インド洋に浮かぶこの島国は、7月15日から入国規制をほとんど全部撤廃して国の門を開くことを決めたのである。

なんと観光客は入国後の隔離検疫がなく、コロナに感染してないという事前証明書も不要なのである)


大小1,000を超える島からなる地上の楽園モルディブは、コロナの感染防止策としてタイと同じく3月27日からロックダウンを実行し、外国人観光客をシャットアウトしたのですが、7月には、これ以上続ければ国全体が破綻するという経済危機に陥ってしまいました。

その結果、背に腹は代えられぬと、とうとう7月15日に世界中の観光客に対し門を開いたのです。しかも、入国前での感染してないという証明は不要、入国時のPCR検査もなし、その上、隔離検疫もなしというコロナ以前の状況と同じに戻したわけです。

実は南アジアのモルディブに限らず、カリブ海諸国等、観光依存度が極めて高い国は外国人観光客をいつまでも締め出しておくわけにはいかず、このように受入れつつあるようです。

モルディブ5
しかしながら、その結果は期待外れでした。

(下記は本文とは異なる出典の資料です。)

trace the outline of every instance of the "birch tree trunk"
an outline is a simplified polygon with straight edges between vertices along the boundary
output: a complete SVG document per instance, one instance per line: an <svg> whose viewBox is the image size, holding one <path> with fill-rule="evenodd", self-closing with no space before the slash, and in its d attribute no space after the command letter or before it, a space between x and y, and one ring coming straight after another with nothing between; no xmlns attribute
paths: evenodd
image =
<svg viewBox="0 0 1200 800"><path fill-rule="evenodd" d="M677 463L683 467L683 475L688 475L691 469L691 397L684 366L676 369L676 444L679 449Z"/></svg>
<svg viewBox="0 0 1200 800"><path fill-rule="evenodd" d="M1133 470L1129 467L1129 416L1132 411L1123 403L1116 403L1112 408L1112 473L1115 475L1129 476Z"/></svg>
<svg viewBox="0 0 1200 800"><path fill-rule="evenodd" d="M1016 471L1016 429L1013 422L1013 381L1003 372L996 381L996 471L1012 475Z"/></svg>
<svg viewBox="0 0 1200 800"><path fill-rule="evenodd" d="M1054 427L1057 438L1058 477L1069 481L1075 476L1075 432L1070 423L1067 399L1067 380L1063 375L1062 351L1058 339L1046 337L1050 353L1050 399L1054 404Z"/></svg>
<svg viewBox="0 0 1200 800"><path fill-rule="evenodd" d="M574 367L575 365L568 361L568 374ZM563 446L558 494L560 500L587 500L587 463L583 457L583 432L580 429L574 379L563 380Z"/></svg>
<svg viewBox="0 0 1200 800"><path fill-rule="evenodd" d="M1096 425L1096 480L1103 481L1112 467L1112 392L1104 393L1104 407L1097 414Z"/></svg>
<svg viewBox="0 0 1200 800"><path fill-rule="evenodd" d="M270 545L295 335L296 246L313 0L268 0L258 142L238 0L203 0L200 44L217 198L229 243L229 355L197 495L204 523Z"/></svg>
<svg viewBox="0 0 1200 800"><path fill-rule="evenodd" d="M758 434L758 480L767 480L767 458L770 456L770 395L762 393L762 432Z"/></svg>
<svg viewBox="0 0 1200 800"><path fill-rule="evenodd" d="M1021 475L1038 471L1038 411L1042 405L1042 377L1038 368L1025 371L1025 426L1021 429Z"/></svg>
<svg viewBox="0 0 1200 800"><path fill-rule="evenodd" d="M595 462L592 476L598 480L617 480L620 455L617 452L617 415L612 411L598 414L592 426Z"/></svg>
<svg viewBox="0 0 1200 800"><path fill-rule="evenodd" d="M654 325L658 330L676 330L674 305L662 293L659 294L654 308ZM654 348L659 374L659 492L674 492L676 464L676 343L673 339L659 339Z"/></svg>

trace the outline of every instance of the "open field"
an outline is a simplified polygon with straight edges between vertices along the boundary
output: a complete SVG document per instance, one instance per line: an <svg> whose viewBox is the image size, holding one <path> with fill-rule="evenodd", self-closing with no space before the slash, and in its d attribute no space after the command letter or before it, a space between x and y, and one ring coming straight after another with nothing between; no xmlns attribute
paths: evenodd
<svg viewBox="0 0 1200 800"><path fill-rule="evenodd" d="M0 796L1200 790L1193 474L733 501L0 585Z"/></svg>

8月末までの1か月半でやってきた観光客はわずか9,329人と、昨年モルディブにやってきた外国人観光客、170万人に比べれば本当に微々たるものでした。

その理由には、多くの
エアラインが欠航しているため、主たる観光客がやってくるヨーロッパからの直行便がなくなったというのもありますが、むしろ、モルディブだけが規制をフリーにしても、ヨーロッパ各国ではまだ検疫義務があるため、観光客が母国に戻った際にやはり隔離検疫が必要ということがネックになっているようです。

モルディブ3
従って「「特別観光ビザ」発行で観光産業のメルトダウンを阻止」で書いたTATの当初目論見であったように、政府間の合意でお互いの検疫を免除するというような取り決めをしなければ、どちらか片方だけが検疫免除してもあまり効果はないということなのだろうと思います。

そいう意味では「英国政府がタイ人観光客に対する検疫免除を決定」にあるように、英国は既にタイ人観光客に対して検疫免除を決定しているので、あとはタイ政府が英国からくる英国人観光客、そして英国から戻ってくるタイ人観光客に対しても検疫免除をすれば、一挙に観光客の往来は増えるはずです。

しかしながら、9月に入って、モルディブ政府は受入方針を変更すると発表しました。その理由は、恐れていた通り、規制撤廃後に感染者が急増し始めたからです。累計でわずか9,000人ほど外国人観光客を受入れただけで、毎日100人前後、多い時には200人もの新規感染者が出始めたのです。